What the measurements close, and what stays open.
The paper closes the gap between a one-case morphology and a diagnostic measurement cycle. It does not close portability. Cross-model behavior, less structured task families, deployable monitoring, and internal mechanism identification remain explicit boundary questions.
Claim boundary.
Every claim on this page is indexed. The indexing is part of the contribution.
State-indexed answer foreclosure under declared contracts
The paper supports finite-budget, model/sampler/budget-indexed claims about prefix-conditioned future fields.

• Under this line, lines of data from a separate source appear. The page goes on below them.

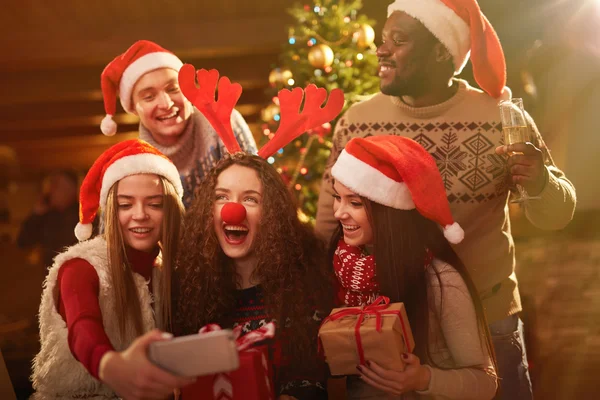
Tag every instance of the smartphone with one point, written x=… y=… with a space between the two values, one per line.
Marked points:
x=197 y=355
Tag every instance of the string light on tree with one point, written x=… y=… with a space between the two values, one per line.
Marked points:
x=322 y=46
x=364 y=36
x=320 y=56
x=279 y=76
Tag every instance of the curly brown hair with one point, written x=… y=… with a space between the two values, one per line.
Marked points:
x=292 y=265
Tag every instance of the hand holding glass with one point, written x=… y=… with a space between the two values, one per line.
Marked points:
x=515 y=130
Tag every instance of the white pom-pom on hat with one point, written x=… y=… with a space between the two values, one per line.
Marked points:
x=454 y=233
x=108 y=126
x=83 y=231
x=121 y=74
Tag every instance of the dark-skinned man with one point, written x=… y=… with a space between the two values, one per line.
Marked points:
x=424 y=45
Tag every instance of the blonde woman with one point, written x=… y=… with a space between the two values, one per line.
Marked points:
x=103 y=293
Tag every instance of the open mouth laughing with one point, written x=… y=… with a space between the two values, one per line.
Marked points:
x=235 y=234
x=172 y=115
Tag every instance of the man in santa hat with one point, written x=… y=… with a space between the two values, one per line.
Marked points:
x=424 y=45
x=145 y=79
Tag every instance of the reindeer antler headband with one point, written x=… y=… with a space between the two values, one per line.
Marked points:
x=293 y=122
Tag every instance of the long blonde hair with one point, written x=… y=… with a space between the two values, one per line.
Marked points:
x=127 y=303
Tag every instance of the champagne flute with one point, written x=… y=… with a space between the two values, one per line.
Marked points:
x=515 y=130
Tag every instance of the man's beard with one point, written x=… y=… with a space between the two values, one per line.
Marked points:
x=403 y=87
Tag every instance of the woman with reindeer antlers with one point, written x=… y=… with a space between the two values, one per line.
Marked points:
x=248 y=259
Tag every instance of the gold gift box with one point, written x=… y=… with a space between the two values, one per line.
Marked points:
x=384 y=346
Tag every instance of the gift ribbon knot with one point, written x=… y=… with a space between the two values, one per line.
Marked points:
x=377 y=309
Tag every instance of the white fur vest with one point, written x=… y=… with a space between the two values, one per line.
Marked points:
x=56 y=373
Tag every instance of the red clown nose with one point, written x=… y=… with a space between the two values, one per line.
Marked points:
x=233 y=213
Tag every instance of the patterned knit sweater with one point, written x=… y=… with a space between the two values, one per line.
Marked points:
x=462 y=134
x=200 y=148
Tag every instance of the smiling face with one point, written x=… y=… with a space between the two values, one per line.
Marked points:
x=404 y=55
x=161 y=106
x=140 y=201
x=238 y=184
x=349 y=209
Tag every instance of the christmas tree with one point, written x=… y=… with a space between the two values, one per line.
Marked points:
x=330 y=45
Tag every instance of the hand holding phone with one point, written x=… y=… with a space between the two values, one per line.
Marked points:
x=196 y=355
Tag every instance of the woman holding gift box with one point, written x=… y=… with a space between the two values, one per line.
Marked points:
x=99 y=294
x=246 y=259
x=389 y=199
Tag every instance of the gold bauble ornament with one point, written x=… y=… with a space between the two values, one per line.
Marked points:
x=279 y=76
x=364 y=35
x=320 y=56
x=269 y=112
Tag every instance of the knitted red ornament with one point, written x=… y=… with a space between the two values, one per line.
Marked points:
x=122 y=73
x=130 y=157
x=397 y=172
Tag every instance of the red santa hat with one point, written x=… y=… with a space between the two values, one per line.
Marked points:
x=462 y=28
x=121 y=74
x=397 y=172
x=130 y=157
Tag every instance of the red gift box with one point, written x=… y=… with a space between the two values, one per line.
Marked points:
x=253 y=380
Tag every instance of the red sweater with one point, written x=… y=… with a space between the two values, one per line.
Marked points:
x=79 y=307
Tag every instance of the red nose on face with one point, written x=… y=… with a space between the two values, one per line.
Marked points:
x=233 y=213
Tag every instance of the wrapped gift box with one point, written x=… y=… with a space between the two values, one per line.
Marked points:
x=252 y=381
x=379 y=332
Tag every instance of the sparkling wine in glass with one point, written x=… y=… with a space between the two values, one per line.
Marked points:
x=515 y=130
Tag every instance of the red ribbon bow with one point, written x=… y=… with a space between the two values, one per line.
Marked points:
x=243 y=342
x=378 y=309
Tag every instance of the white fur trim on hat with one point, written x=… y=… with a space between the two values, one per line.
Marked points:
x=141 y=66
x=368 y=182
x=139 y=164
x=454 y=233
x=108 y=126
x=83 y=231
x=450 y=29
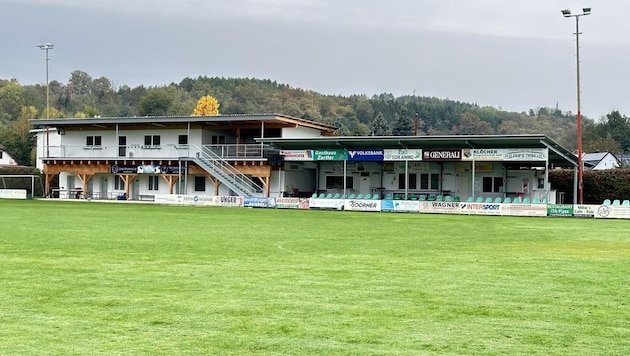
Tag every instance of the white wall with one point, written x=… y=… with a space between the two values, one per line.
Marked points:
x=299 y=132
x=6 y=159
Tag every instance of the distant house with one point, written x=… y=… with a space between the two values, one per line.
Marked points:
x=5 y=157
x=601 y=160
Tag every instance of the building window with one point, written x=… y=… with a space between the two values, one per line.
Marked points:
x=429 y=181
x=150 y=140
x=218 y=140
x=493 y=184
x=413 y=184
x=93 y=141
x=153 y=182
x=336 y=182
x=118 y=183
x=200 y=184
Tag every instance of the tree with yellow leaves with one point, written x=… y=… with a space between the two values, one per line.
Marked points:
x=207 y=106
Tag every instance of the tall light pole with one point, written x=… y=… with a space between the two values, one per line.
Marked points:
x=567 y=13
x=46 y=47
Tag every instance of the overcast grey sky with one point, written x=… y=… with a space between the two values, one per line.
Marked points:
x=510 y=54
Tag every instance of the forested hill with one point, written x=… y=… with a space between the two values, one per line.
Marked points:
x=384 y=114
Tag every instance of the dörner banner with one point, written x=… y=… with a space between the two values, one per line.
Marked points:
x=505 y=154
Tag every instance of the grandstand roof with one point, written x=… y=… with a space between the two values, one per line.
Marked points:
x=558 y=155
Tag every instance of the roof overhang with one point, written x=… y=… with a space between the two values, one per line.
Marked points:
x=219 y=121
x=558 y=155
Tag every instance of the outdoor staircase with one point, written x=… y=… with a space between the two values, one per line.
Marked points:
x=226 y=173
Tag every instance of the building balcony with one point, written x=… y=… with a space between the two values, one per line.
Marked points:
x=151 y=152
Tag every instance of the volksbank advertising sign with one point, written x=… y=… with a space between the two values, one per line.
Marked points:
x=365 y=155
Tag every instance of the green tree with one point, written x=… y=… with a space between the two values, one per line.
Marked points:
x=156 y=102
x=378 y=126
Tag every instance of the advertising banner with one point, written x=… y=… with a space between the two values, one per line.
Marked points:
x=585 y=211
x=560 y=210
x=329 y=155
x=201 y=200
x=524 y=209
x=259 y=202
x=297 y=155
x=146 y=169
x=480 y=208
x=362 y=205
x=402 y=155
x=612 y=212
x=387 y=205
x=292 y=203
x=439 y=207
x=505 y=154
x=172 y=199
x=365 y=155
x=406 y=206
x=12 y=193
x=442 y=155
x=318 y=203
x=231 y=201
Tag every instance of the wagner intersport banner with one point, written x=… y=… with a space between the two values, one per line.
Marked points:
x=389 y=205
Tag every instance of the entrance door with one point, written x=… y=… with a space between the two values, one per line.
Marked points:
x=135 y=189
x=122 y=146
x=364 y=185
x=70 y=186
x=103 y=191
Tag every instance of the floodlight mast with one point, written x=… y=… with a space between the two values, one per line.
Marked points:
x=580 y=169
x=46 y=47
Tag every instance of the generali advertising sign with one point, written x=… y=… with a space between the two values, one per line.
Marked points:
x=505 y=154
x=442 y=155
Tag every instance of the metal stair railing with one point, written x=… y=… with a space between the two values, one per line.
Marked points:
x=226 y=173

A prompt or correct-source prefix can leave the target reachable; a wrong-committed prefix can deplete it; a corrected prefix can reopen it.
Portability, mechanism, and deployable monitoring
The work does not establish cross-model portability, cross-task generality, universal diagnosticity, an internal mechanism account, a deployable monitor, a general causal-intervention law, or indefinite repaired-path stability.

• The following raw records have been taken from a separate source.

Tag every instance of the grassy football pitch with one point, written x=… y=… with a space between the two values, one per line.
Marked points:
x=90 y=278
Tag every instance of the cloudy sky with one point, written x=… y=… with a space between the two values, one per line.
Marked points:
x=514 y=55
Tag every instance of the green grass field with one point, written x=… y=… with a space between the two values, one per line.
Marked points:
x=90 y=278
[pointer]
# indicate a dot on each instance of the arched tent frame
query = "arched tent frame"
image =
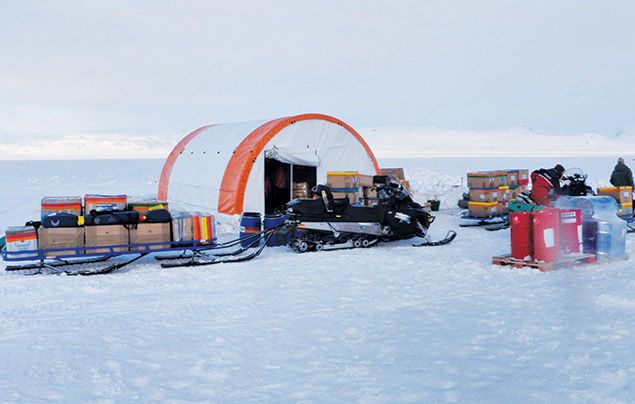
(203, 154)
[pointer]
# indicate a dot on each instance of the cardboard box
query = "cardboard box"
(144, 206)
(483, 209)
(342, 179)
(370, 196)
(352, 196)
(486, 179)
(106, 236)
(620, 194)
(301, 190)
(104, 202)
(146, 233)
(484, 195)
(69, 238)
(365, 180)
(61, 204)
(182, 227)
(396, 174)
(21, 238)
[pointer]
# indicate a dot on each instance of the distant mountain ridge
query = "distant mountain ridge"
(386, 142)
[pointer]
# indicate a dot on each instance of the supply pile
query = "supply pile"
(490, 191)
(360, 188)
(578, 230)
(106, 224)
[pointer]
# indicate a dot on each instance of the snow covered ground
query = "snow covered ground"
(387, 324)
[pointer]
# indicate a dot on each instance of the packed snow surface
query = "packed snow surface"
(386, 142)
(386, 324)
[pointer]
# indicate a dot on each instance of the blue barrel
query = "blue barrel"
(250, 224)
(270, 222)
(590, 236)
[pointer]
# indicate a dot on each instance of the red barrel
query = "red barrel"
(546, 235)
(521, 237)
(570, 231)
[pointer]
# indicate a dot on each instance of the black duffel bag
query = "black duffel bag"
(158, 216)
(60, 220)
(112, 217)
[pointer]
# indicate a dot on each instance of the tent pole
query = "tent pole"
(291, 183)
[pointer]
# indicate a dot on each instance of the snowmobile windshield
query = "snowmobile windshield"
(574, 172)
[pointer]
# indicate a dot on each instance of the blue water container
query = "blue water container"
(611, 239)
(590, 236)
(270, 222)
(250, 224)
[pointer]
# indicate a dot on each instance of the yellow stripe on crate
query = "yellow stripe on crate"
(342, 173)
(487, 204)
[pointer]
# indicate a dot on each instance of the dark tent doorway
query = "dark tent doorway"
(284, 182)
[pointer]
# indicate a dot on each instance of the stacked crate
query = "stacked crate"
(518, 181)
(344, 184)
(356, 187)
(488, 193)
(624, 198)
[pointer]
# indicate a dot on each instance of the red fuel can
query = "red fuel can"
(546, 235)
(570, 231)
(521, 235)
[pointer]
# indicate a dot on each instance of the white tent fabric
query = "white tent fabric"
(197, 175)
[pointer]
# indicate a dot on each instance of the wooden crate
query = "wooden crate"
(545, 266)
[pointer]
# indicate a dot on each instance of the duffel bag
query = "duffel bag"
(60, 220)
(124, 217)
(158, 216)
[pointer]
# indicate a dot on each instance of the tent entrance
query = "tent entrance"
(284, 182)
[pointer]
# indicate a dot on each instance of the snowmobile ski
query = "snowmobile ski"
(203, 259)
(449, 237)
(497, 226)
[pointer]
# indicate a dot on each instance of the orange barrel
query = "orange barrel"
(521, 237)
(571, 231)
(546, 235)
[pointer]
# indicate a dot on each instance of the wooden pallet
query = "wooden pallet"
(545, 266)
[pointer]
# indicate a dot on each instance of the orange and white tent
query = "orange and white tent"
(222, 168)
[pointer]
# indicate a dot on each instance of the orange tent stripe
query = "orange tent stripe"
(232, 190)
(164, 182)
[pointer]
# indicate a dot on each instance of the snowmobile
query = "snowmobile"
(573, 184)
(327, 223)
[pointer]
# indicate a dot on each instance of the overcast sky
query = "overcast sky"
(168, 67)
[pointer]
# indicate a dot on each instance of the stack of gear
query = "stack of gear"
(518, 182)
(624, 198)
(105, 224)
(397, 175)
(604, 234)
(358, 188)
(547, 235)
(488, 193)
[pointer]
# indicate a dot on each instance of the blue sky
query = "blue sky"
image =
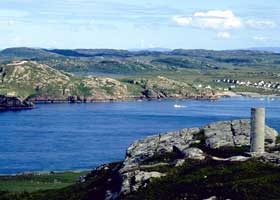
(123, 24)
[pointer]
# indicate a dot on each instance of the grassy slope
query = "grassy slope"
(249, 180)
(30, 183)
(193, 180)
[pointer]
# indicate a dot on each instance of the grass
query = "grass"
(247, 180)
(30, 183)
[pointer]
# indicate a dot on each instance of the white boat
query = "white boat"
(179, 106)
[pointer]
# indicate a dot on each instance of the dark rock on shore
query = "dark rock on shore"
(14, 103)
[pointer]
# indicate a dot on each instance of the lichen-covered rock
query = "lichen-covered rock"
(132, 181)
(234, 133)
(14, 103)
(162, 143)
(194, 153)
(273, 157)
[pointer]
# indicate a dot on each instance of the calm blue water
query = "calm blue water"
(82, 136)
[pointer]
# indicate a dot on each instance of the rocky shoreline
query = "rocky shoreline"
(14, 103)
(158, 159)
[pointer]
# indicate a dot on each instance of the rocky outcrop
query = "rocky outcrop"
(14, 103)
(185, 144)
(233, 133)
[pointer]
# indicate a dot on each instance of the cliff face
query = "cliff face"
(210, 162)
(174, 148)
(14, 103)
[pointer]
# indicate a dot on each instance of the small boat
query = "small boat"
(179, 106)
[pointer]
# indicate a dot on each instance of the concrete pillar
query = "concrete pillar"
(257, 130)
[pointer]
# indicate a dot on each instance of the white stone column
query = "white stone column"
(257, 130)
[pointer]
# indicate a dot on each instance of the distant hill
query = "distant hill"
(141, 61)
(268, 49)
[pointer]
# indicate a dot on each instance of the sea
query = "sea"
(60, 137)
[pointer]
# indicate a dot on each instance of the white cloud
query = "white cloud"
(213, 19)
(260, 38)
(224, 35)
(221, 20)
(182, 20)
(260, 24)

Foreclosure, not mathematical impossibility
The reasoning substrate has no exact oracle analogous to the SAT bridge check. A reasoning-side dead or foreclosed label is an operational claim under a declared model, prefix, sampler, budget, extraction rule, validity gate, and target set. It is not a proof that recovery is impossible.
The vocabulary.
Each term refers to a measurable object. The arithmetic is simple. The contribution is in choosing what to measure.
Committed prefix
The state already produced. In a reasoning trace, the token sequence written so far. The conceptual primitive is irreversible commitment, not the surface form.
Future field
The empirical distribution of outcomes reachable from a committed prefix under a declared policy and budget. The central observable.
Fiber
A bucket of outcomes sharing a hidden label under some projection — for example, all answers with the same residue mod 8. A wrong fiber is one that excludes the target.
Scaffold
The reasoning pattern that produces a particular fiber of answers. In the case study, the scaffold is "eight repeated blocks times a base-block value," which produces multiples of 8.
Residue
The remainder label that determines fiber membership. The target 532 has residue 4 mod 8; the wrong family has residue 0. The framework asks not just whether answers are wrong but whether they share the wrong residue.
Target-excluding fiber
The deepest version of the case-study finding. The system's continuations concentrate in a fiber whose label is incompatible with the target. The system isn't just searching badly. It's searching in the wrong bucket.